By Pressley Baird
Reprinted with permission
Multipurpose is the best word to describe the current state of Coastal Christian
There’s a closet in the school’s main office, for example, that does quadruple duty. Its main purpose is to serve as admissions director Jennifer Snyder’s office. But she jokes that she’s also got the supply closet on shelves above her head, the technology department behind her desk chair, and the school’s switchboard mounted on the wall to her left.
Come Christmas, Snyder will have her own office, switchboard not included. After five years of renting Temple Baptist Church’s activity center, Coastal Christian High School is getting a place to call its own.
The interdenominational Christian high school is moving forward with construction on the first phase of its new $3.6 million building on The King’s Highway in Monkey Junction. With 26,000 square feet, it will have space for 340 students in 15 classrooms, two science labs, a library and a gym.
Coastal Christian has been renting Temple Baptist’s activity center since the high school opened with 42 students in 2006, said Brenda McCombie, project manager for the new facility. But with about 190 students enrolled now and an anticipated 240 for the 2012-13 school year, they’re too big for the six-classroom activity center. Students will make the move to the new building by the 2012 holiday season, McCombie said.
The school ran a capital campaign to raise $1.2 million for the first phase of the new facility. Most of the gifts came from students’ parents, but a few members of the community also donated money, McCombie said. The school is borrowing the remaining $2.4 million.
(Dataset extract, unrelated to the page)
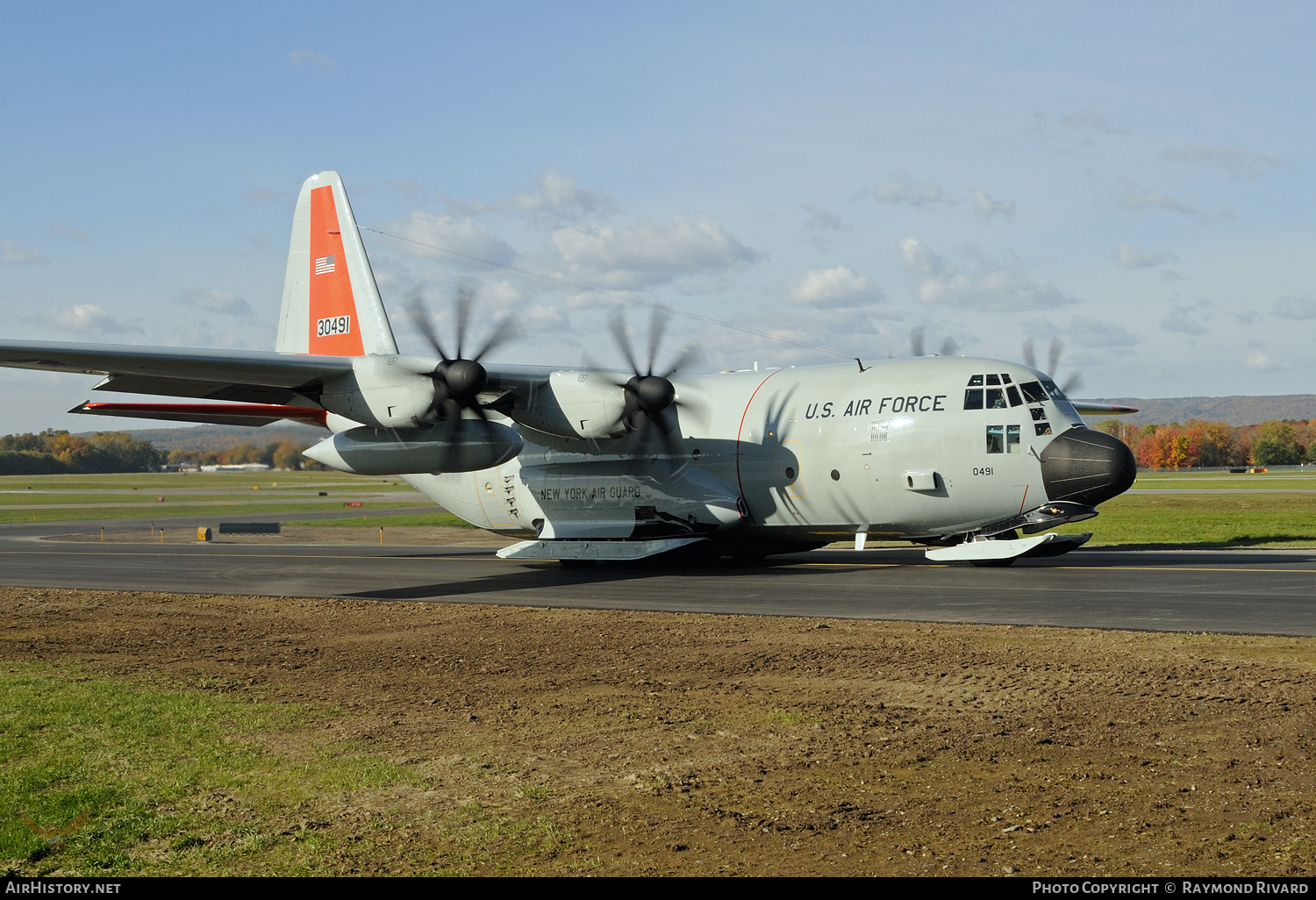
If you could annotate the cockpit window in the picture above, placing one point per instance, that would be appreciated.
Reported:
(1033, 391)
The school is also building baseball and softball fields on land it’s leasing from Myrtle Grove Presbyterian Church, its future next-door neighbor. Both the school and the church will be able to use the fields, and they’ll share the maintenance work, McCombie said. Myrtle Grove also donated 3.7 acres of land to the school for the new building.
Future phases of the school’s facilities will include a cafeteria, tennis courts and an aquatic center. Once they’re fully built, the new facilities will be able to accommodate 400 students.
Coastal Christian felt growing pains by its third year, bringing in a trailer to add two classrooms. Two more trailers with two more classrooms came the next year, and this fall, the high school had a waiting list for the first time, McCombie said.
Some employees, like math teacher Melissa Medlin, don’t have their own classrooms. Instead, Medlin rolls her black-and-purple bag of supplies from room to room and shares a desk in the affectionately named teachers’ cave (it’s too small to earn the title of lounge). But Medlin doesn’t mind.
“We’re such a family,” she said. “We always use each other’s stuff.”